Believe,
So, who is more deluded the A) man who believes and celebrates or B)the man who does not believe but celebrates the birth of God's Son anyway...a
God he does not believe in?
I pick A) the man who believes and celebrates because he has not done his research and has accepted the story about a virgin who got pregnant by God and had his child that grew up and went around his country preforming miracles of which there is no proof. That is certainly more towards the delusional way of thinking than the B) man that don't believe and still celebrates,, because the non believer needs proof to believe in a wild story about a child being God's son and being born without intercourse from a man and then later in life preforming all sorts of miracles. I really think this is a no brain er about who is delusional or who has the greater capacity or inclination towards being delusional.
Which man has more integrity?
Need more information,, which can not be deduced from a simple belief and unbelief celebrators illustration. The nonbeliever-celebrator may have way more integrity towards things that are way more important than a celebration of a mythological virgin birth in a stable, to such a man this is a trivial and not worth the effort to display personal actions which betray personal beliefs. He may see it as not that important and not an integrity issue as you feel so strongly it is.

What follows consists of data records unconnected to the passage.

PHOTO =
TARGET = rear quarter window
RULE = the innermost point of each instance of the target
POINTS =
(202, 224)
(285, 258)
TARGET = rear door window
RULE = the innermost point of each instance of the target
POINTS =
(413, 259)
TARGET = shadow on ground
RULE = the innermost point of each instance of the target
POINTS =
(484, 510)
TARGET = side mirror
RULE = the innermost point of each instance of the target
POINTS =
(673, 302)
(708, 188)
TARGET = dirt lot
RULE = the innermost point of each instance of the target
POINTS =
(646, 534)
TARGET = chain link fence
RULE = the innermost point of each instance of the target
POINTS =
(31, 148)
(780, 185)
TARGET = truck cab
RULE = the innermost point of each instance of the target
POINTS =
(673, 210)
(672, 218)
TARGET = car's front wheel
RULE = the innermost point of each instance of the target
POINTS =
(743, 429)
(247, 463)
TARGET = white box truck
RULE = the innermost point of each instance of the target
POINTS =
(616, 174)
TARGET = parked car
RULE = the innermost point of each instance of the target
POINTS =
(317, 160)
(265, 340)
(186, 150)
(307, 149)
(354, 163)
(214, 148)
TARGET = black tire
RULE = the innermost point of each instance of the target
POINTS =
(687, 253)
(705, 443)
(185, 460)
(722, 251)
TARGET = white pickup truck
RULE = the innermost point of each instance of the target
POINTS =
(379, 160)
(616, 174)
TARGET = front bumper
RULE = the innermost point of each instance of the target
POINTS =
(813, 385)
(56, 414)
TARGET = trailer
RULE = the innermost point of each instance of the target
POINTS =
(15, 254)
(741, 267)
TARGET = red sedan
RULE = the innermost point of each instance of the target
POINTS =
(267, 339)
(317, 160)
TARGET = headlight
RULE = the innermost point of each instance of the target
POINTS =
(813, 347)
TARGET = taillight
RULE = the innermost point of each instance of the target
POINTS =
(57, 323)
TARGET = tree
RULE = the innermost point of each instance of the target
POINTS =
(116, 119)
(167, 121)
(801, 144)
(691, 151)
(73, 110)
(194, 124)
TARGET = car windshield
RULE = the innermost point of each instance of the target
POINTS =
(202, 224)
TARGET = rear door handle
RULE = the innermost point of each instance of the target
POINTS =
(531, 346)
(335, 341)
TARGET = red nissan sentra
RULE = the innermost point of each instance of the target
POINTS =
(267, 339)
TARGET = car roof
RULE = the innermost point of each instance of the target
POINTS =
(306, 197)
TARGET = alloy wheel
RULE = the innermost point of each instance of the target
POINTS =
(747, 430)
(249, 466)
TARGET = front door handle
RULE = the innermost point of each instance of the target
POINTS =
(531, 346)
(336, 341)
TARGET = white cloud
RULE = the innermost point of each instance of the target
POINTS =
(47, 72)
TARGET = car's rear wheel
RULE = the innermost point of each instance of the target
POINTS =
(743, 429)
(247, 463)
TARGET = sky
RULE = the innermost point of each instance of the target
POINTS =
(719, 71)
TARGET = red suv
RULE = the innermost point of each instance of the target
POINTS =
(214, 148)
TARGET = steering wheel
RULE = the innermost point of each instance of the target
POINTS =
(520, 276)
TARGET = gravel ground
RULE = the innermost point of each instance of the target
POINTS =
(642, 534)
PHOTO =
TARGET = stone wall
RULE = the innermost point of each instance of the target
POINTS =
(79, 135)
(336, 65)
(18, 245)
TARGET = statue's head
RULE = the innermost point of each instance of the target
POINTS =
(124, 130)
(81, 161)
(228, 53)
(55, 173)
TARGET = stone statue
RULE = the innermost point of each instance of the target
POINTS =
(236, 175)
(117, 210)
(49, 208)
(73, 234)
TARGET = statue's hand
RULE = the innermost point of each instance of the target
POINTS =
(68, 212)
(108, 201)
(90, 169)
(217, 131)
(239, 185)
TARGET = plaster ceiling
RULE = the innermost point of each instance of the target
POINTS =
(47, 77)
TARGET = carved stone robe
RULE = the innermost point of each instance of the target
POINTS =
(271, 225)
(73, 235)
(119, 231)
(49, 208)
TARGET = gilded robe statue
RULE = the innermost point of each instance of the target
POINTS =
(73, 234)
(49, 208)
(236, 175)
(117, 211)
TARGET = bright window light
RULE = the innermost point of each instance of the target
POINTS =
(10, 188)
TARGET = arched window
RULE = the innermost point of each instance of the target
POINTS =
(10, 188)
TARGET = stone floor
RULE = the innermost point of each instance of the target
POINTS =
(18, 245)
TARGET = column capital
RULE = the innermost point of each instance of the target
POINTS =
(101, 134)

Which man lives according to his belief and conscience?
Both men do. Belief or nonbelief in the factual origins of a celebration has nothing to do with living as one believes if one celebrates with full knowledge of the originating falsehood he merely doesn't believe it to be true and for whatever reason he believes it better to celebrate than not to celebrate. Both men are thus living according to beliefs and conscience.
To celebrate tells your neighbors you believe. If you don't
believe why not tell the world by not celebrating? Or is that too hard to do?
I see your whole argument is resting on a false assumption that your neighbors have some inherent right to know your personal business. News flash! "it is none of your neighbors business what you believe", which I think trumps your neighbors have a right to know assumption.
And as far as your suggestion to tell the world your personal business well that seems a little ridiculous, and a wee bit pretentious.